Today’s poem uses sarcasm to point out the general silliness of this type of whitewashed nostalgia from the past by covering a few hundred years worth of “the good old days”. My favorite line is the one about “Find the cow”; for some odd reason that really cracked me up. Enjoy.

Nostalgia

Remember the 1340′s? We were doing a dance called the Catapult.
You always wore brown, the color craze of the decade,
and I was draped in one of those capes that were popular,
the ones with unicorns and pomegranates in needlework.
Everyone would pause for beer and onions in the afternoon,
and at night we would play a game called “Find the Cow.”
Everything was hand-lettered then, not like today.

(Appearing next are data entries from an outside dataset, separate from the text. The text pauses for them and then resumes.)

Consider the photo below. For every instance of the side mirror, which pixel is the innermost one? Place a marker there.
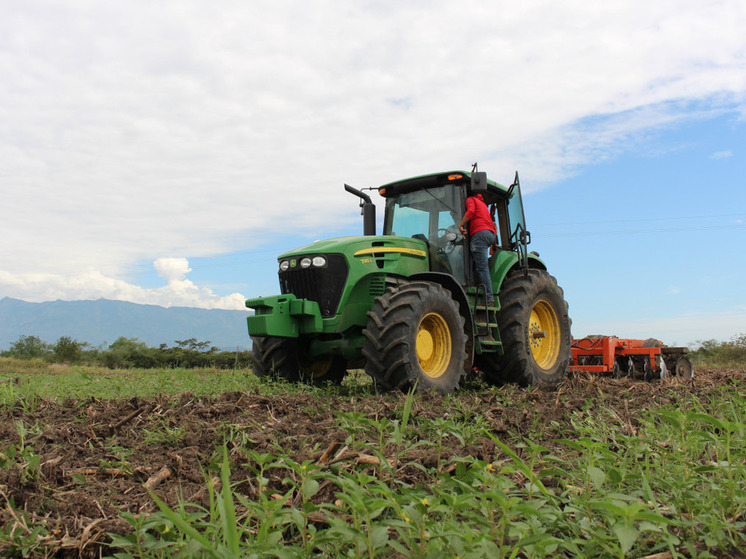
(479, 182)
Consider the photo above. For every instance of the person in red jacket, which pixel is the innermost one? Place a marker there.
(482, 235)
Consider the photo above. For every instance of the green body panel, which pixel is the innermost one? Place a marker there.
(370, 260)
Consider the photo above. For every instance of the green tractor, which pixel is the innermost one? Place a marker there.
(406, 305)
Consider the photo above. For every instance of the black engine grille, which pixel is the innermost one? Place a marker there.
(323, 285)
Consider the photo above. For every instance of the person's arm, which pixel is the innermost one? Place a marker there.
(467, 216)
(461, 225)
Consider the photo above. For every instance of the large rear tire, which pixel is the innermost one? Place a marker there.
(535, 331)
(284, 358)
(415, 334)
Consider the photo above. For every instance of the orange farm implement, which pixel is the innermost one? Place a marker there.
(622, 357)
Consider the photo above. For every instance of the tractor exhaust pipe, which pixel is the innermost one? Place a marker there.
(368, 210)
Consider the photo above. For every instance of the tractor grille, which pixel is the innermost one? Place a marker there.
(323, 285)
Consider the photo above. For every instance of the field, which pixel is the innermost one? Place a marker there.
(218, 464)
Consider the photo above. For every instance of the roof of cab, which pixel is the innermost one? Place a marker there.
(434, 179)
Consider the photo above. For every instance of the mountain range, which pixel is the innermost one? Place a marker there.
(101, 322)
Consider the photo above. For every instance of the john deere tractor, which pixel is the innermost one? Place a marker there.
(406, 304)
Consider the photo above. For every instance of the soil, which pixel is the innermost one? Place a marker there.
(97, 456)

Where has the summer of 1572 gone? Brocade and sonnet
marathons were the rage. We used to dress up in the flags
of rival baronies and conquer one another in cold rooms of stone.
Out on the dance floor we were all doing the Struggle
while your sister practiced the Daphne all alone in her room.
We borrowed the jargon of farriers for our slang.
These days language seems transparent a badly broken code.

The 1790′s will never come again. Childhood was big.
People would take walks to the very tops of hills
and write down what they saw in their journals without speaking.
Our collars were high and our hats were extremely soft.
We would surprise each other with alphabets made of twigs.
It was a wonderful time to be alive, or even dead.

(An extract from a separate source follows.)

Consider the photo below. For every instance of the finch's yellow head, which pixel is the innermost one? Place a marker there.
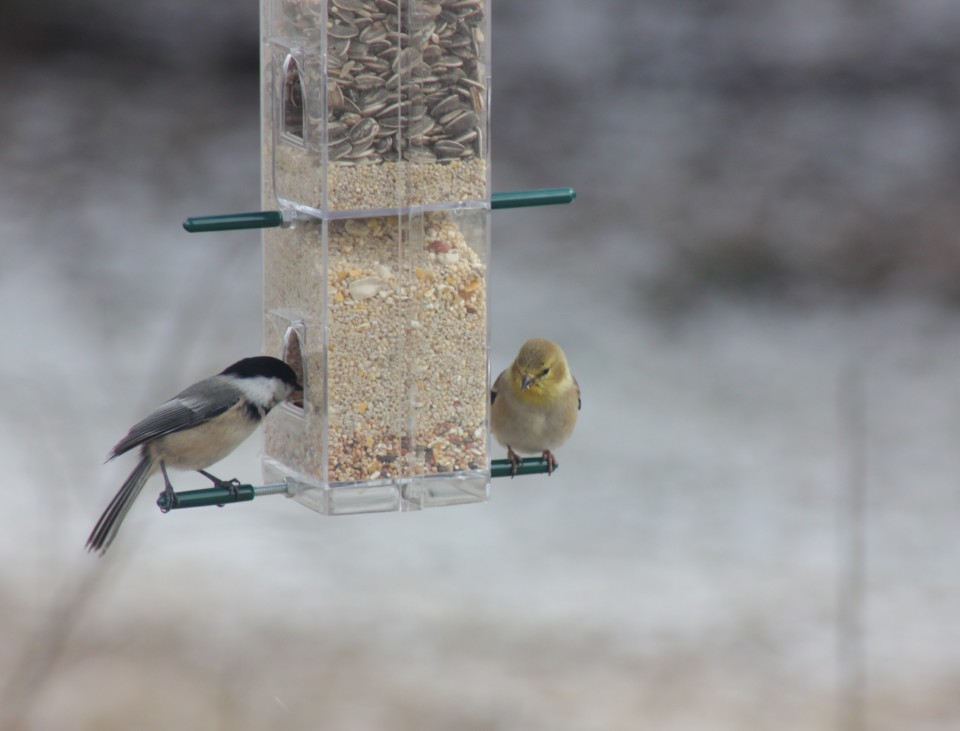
(539, 370)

I am very fond of the period between 1815 and 1821.
Europe trembled while we sat still for our portraits.
And I would love to return to 1901 if only for a moment,
time enough to wind up a music box and do a few dance steps,
or shoot me back to 1922 or 1941, or at least let me
recapture the serenity of last month when we picked
berries and glided through afternoons in a canoe.

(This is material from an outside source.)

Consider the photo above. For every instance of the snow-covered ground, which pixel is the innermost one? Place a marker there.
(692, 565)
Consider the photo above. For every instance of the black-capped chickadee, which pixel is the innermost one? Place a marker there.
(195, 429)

Even this morning would be an improvement over the present.
I was in the garden then, surrounded by the hum of bees
and the Latin names of flowers, watching the early light
flash off the slanted windows of the greenhouse
and silver the limbs on the rows of dark hemlocks.

As usual, I was thinking about the moments of the past,
letting my memory rush over them like water
rushing over the stones on the bottom of a stream.
I was even thinking a little about the future, that place
where people are doing a dance we cannot imagine,
a dance whose name we can only guess.